Has anyone else heard anything like this? It can't be true, right? 





----


----------



## Cornholio (Feb 13, 2005)

I don't think he doesn't want them. He just won't buy them tickets personally, like JVG did.


----------



## gi0rdun (May 31, 2007)

They were annoying anyway.


----------



## Dean the Master (Feb 19, 2006)

They were not annoying. They are true fans. They were there to be rowdy. I think they were fantastic this season. I truly wish I can see this kind of program next season.


----------



## jdiggidy (Jun 21, 2003)

In his initial radio interview on 610 they were talking about the red rowdies and at first Adleman thought the rodies were bad people that would do something to him if he sucked.

Matt and Adam explained that JVG started the rodies and these were the die hard fans. After hearing that, Adleman said we should keep them. Don't know if anything has really changed.


----------



## CrackerJack (Jul 2, 2005)

Dean the Master said:


> They were not annoying. *They are true fans*. They were there to be rowdy. I think they were fantastic this season. I truly wish I can see this kind of program next season.
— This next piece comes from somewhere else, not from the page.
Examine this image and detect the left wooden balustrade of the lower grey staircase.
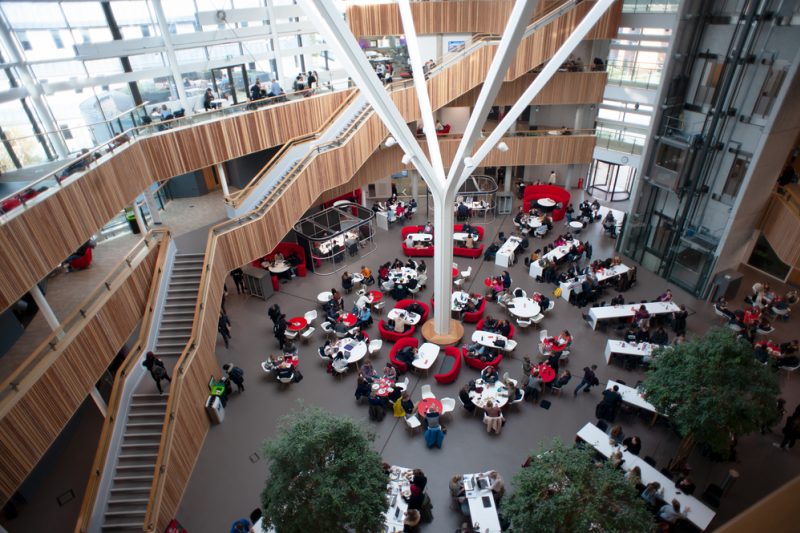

then surely then can buy a season ticket?


----------



## Dean the Master (Feb 19, 2006)

Yes they can. I think some of them actually do that. From what I've known. They are a pretty organized group. They will do it.


----------



## Jizzy (Aug 24, 2005)

Red Rowdie?


----------



## Cornholio (Feb 13, 2005)

> One of the successes of the 2006-07 season for the Houston Rockets was the liftoff of the "Red Rowdies", the loud, crazed fans sitting in section 114 courtesy of season tickets bought by former coach Jeff Van Gundy and later star Tracy McGrady.
> 
> But with Van Gundy gone, will the Red Rowdies be back?
> 
> Clutchfans learned on Tuesday that new coach Rick Adelman has signed off on it and the Rowdies will return in 2007-08.


http://www.clutchfans.net/news/1422/rocket_rowdies_will_return/


----------



## Pimped Out (May 4, 2005)

good, if they stopped showing up, there would go half the noise at our home games


----------



## yaontmac (Jul 5, 2006)

If you want noise, score. Only with JVG low scoring offense do you need Red Rowdies.


----------